So a buddy and I are having a debate. Him and his brother just brewed their first batch of beer and I asked if he was going to use CO2 when he bottled it. He said no. In order to keep beer freshest for the longest amount of time, is it wise to use CO2 when bottling home brew?
I'm not sure I understand the question. CO2 is naturally produced during fermentation. homebrewers, any brewer, can referment in the bottle or keg to capture CO2 and produce carbonated beer. or the brewer can inject CO2 from another source, but this is not an option for a homebrewer who is bottling. beer is carbonated. should be anyway. maybe the debate should be about the presence of oxygen in beer? oxygen stales finished beer very quickly. CO2 good. O2 bad. Cheers.
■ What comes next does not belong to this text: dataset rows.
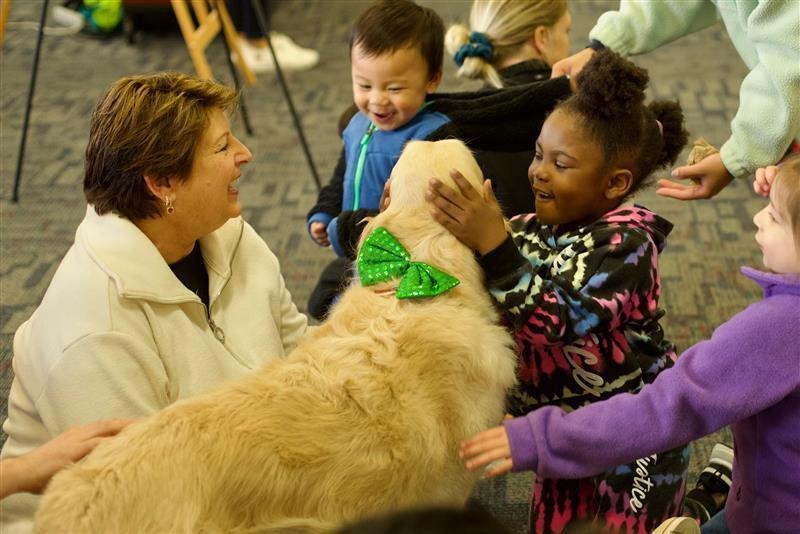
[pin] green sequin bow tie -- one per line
(383, 258)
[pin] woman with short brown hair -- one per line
(166, 291)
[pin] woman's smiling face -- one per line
(569, 174)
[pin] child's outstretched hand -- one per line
(319, 233)
(475, 219)
(709, 177)
(32, 471)
(764, 178)
(485, 448)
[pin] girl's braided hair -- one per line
(610, 102)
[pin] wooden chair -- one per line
(212, 17)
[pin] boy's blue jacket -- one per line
(498, 119)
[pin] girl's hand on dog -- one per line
(475, 219)
(489, 448)
(319, 233)
(764, 178)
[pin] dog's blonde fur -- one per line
(364, 417)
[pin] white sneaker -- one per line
(292, 56)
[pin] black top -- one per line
(191, 271)
(509, 170)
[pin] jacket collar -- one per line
(138, 270)
(774, 283)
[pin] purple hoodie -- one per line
(747, 375)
Maybe you're talking about flushing the bottles with CO2 before filling them? Wouldn't carb the beer but could help with oxygen exposure.
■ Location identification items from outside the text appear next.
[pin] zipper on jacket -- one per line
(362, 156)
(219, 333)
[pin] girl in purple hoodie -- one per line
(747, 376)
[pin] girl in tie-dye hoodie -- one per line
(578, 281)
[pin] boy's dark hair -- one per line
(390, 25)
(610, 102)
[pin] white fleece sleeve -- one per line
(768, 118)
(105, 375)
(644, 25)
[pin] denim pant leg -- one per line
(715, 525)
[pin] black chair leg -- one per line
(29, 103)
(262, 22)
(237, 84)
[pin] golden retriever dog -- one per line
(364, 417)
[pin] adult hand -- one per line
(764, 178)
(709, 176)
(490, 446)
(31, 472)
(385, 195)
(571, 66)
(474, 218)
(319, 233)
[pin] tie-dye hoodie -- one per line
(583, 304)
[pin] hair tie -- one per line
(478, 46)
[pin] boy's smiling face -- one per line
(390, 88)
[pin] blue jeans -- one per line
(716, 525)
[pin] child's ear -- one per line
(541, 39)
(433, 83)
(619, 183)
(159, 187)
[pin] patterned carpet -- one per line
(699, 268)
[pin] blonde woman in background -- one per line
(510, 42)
Only the commercial brewers have the equipment that allows forced carbonation of the beer while bottling. Homebrewers have to add a tiny amount of sugar to the beer at the time of bottling, and the yeast will consume this sugar after the beer is capped, thus this small refermentation that occurs will produce the CO2 that pressurizes the bottle and carbonates the beer. It's one definition of bottle-conditioning.